The publications included in this review are of high quality showing that Mexico has an important, but not sufficient, number of researchers able to generate the scientific knowledge important for the prevention and management of the non- native weeds. However, the prevalent pattern of the Mexican research on non-native weeds for all research topics reflects research produced by few academic groups, but mostly disarticulated and few times connected with decision makers. Thus, a primary task to meet the scientific knowledge needs to prevent and/or manage biological invasions in Mexico is to engage young researchers on invasions and coordinate them with the existent researchers to investigate a highly selected series of topics identified in the National Strategy for Biological Invasions (see Espinosa-García, 2009; Espinosa-García et al., 2009 ). This can be achieved opening new academic positions in universities and research institutions and through competitive research funds administrated by the National Commission on the Knowledge and use of Biodiversity (Conabio) or the National Commission of Science and Technology (Conacyt).

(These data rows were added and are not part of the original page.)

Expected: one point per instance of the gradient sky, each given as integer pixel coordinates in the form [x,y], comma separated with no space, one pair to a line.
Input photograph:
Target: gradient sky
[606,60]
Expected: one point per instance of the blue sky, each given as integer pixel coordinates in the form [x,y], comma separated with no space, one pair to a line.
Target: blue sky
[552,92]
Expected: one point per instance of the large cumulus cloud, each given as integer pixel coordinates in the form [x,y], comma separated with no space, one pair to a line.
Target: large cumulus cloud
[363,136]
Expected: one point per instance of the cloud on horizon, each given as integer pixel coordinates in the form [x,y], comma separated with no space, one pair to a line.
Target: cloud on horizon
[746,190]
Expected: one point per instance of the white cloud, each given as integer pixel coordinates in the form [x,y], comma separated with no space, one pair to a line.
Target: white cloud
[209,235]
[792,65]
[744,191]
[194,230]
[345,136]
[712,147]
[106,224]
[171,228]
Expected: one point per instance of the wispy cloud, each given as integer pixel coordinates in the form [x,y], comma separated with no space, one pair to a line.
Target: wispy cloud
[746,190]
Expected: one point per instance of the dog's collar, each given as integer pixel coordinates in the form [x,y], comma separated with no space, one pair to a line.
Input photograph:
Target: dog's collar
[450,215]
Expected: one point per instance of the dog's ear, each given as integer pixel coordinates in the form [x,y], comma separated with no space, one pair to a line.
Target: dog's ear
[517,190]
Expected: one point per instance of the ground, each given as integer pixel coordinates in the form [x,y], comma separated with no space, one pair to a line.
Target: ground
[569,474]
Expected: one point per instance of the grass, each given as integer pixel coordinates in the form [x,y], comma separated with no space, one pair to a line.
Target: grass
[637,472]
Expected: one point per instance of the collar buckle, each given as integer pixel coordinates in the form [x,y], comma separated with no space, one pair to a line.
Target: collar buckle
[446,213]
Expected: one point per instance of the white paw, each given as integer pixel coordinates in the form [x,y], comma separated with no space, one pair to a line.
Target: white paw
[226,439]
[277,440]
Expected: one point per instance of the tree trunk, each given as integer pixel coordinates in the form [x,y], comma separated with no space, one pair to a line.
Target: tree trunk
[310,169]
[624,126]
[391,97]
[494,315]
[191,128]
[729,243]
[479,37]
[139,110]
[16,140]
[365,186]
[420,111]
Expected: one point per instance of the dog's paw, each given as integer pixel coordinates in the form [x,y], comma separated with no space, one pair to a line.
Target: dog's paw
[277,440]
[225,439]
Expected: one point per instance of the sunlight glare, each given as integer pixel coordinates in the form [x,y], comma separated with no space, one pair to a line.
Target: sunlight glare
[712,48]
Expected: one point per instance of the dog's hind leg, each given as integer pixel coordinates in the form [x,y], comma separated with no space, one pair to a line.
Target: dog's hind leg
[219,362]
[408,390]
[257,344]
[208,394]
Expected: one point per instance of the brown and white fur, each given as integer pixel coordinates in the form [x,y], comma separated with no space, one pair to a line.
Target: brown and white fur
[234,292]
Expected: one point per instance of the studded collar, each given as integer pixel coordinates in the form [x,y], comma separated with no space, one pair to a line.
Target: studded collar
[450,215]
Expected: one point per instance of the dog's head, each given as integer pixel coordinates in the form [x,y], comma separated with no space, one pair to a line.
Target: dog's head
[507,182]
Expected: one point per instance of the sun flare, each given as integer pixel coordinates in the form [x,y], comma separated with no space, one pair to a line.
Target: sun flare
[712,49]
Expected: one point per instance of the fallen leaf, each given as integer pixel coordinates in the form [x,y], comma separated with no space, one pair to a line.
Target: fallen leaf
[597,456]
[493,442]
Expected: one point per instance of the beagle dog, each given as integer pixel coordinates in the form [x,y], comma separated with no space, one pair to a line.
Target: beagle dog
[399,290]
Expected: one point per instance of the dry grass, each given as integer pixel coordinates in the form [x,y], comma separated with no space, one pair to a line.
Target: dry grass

Another key task is capacity building at all levels, from the general public to recognize and report invasive species, to postgraduate students specializing in invasive species and biological invasions. The existing and future Mexican researchers should integrate also with international researchers to study model invaded ecosystems and model invasive species to advance the theory on biological invasions.
Final observations
Summarizing, the last few years we had made considerable advances collecting basic information on non-native weeds. Introduced species’ impact in Mexico is perhaps lower than that in countries that are our main trade partners. However, there are species such as water lily and several African grasses, which cause considerable damage to agricultural and natural landscapes. An urgent task is a full assessment of the actual and potential impact of non-native species on Mexican ecosystems to prioritize the weeds and regions that require immediate attention. Of course, this task cannot be completed without a previous full knowledge of the identity, abundance and distribution of the weeds introduced in Mexico.
Acknowledgements
The authors thank Miguel Martínez Ramos for the invitation to elaborate this review. We also thank Yolanda M. García Rodríguez for help in the references formatting and to Heberto Ferreira and Alberto Valencia for their help with databases and computing. We acknowledge the corrections and comments from two anonymous reviewers of an earlier version of this manuscript. This work was supported by IIES-UNAM-POFJEG.